The PAC is in the big time now. They are players in the Swamp.
Chamber PAC under scrutiny |
The ChamberPAC leaders surely knew that their contributions and expenditures would be subject to question when they entered the big time of political operations. Prior to the Jordan Cove gifts to the PAC of $70,000, the ChamberPAC generally received relatively small contributions from easily identifiable local businesses and individuals, which, after due consideration of both Democratic and Republican candidates, they then gave to the Republican.
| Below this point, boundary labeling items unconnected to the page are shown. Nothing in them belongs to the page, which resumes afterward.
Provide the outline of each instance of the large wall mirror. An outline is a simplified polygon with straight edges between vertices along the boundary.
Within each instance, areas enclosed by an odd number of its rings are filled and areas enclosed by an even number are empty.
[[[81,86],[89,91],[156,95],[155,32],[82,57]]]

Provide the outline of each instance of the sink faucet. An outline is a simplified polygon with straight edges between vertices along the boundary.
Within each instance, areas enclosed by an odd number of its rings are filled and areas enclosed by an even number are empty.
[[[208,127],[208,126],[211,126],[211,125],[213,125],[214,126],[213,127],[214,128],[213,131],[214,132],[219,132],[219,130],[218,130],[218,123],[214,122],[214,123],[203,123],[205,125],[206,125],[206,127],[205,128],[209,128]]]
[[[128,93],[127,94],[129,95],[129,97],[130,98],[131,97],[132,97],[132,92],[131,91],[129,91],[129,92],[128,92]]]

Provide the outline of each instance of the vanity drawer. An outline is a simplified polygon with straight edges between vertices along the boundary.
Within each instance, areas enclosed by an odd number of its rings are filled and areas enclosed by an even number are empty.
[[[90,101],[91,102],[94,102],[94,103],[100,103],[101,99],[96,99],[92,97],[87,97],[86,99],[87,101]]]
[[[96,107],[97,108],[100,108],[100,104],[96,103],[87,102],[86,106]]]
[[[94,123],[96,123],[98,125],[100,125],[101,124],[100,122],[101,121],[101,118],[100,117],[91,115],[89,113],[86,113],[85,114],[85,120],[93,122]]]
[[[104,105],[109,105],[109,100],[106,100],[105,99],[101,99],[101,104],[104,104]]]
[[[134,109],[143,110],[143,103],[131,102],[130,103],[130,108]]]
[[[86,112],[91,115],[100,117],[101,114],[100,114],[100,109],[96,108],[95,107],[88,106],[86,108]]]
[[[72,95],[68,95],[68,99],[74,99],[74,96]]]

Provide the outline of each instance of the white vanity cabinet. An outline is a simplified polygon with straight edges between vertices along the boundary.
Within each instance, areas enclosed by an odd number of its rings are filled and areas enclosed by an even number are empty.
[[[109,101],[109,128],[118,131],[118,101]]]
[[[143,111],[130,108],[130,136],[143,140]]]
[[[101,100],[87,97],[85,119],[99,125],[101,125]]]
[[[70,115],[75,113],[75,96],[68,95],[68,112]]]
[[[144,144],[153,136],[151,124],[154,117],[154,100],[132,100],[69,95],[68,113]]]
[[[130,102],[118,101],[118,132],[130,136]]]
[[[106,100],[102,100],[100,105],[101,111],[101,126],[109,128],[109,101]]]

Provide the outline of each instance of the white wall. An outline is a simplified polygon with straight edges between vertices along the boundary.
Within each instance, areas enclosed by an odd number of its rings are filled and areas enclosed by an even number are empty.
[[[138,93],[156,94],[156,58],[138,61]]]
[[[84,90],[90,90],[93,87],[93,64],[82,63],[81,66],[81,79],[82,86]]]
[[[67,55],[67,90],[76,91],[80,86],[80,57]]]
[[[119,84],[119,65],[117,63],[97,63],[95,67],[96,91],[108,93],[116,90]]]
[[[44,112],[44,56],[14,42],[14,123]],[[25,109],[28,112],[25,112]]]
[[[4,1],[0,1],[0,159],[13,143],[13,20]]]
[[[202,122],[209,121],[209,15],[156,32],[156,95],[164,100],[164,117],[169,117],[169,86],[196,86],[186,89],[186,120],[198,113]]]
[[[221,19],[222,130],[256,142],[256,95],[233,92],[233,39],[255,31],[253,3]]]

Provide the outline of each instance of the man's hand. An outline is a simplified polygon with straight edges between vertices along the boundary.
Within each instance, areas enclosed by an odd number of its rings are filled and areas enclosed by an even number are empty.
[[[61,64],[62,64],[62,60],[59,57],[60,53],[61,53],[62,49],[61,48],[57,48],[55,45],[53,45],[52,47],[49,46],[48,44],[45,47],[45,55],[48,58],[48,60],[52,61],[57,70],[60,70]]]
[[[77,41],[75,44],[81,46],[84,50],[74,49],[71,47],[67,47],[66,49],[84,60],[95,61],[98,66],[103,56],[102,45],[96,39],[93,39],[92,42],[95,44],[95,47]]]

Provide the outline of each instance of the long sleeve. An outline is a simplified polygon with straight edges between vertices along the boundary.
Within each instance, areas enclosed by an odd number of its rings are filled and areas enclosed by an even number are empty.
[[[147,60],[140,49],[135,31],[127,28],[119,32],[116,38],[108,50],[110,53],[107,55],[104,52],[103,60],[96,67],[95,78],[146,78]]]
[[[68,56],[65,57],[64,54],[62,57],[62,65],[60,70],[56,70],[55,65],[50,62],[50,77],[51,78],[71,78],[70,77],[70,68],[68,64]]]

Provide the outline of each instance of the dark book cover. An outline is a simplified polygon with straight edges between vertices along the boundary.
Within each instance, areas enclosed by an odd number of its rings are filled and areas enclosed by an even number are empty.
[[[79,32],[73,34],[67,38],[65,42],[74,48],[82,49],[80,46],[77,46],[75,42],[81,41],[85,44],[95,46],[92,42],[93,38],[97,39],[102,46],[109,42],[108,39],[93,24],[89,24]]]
It didn't get a lot of attention.
Then the ChamberPAC got the windfall from the Jordan Cove Pipeline owners, which the Chamber promptly re-gifted. That raised the stakes and made them part of the scrutiny being given the Jessica Gomez/Jeff Golden State Senate race, and to the secret mailings done by the upstate PACs.
The effect of money in Oregon politics is a dividing issue between the two candidates.
Jeff Golden has said that big money interest group contributions are inherently corrupting. He refuses PAC money. Still, some PACs want to support Golden, so they do so indirectly. He is the intended beneficiary of multiple mailings by teachers and other interests. A candidate can refuse their help, but they are independent and can do what they want. Golden protests it.
Republicans accuse him of secretly actually welcoming those mailings. Golden says he does not, because they are more likely to hurt him than help him, and cites the history of 3rd party mailings in this district, which backfire on negative campaigns.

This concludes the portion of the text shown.